The REDD+ initiative (short for Reducing Emissions from Deforestation and Forest Degradation) was formally put on the global climate agenda back in 2005 at the COP15 talks. The UNFCCC established the project, aiming to utilize forests as a stock that contains carbon, and selling their storage capacity as carbon credits.
Jakob Hörl, a current Masters student in Forestry Science, discussed progress on REDD+ with the 2015 group of Global Landscapes Forum Social Reporters in preparation for the event. “Since the initiation 10 years ago, REDD+ has passed through the three stages and is now at its final crucial element before the implementation: the financing,” said Hörl.
When the three countries declared their financial commitment on Monday, this signified a crucial step towards seeing the real effects of REDD+ in mitigating climate change.
Furthermore, the Green Climate Fund, a mechanism of the UNFCCC, is now ready to ready to provide even greater financial support towards REDD+ activities.
However, REDD+ is an expensive process, so more money is still needed.

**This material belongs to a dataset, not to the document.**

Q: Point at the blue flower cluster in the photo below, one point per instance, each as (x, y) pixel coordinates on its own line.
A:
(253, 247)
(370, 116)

Hörl questions whether countries will provide enough money and resources to really meet the 2°C target in time.
‘The initiation process and pilot stages have already take ten years to complete, and it takes about ten to fifteen to see the real benefits from REDD+ activities. In order to meet the 2°C target, implementation needs to be done soon.”
Progress made during the UNFCCC COP 21 climate talks is evidence of a clear consensus on the international scale, which is promising for the future of landscapes and forests.
However, the ability to implement these frameworks remains limited by the lack of funding; the last hurdle before REDD+ is ready to make some real changes before the ticking clock runs out. The time for tangible progress is now.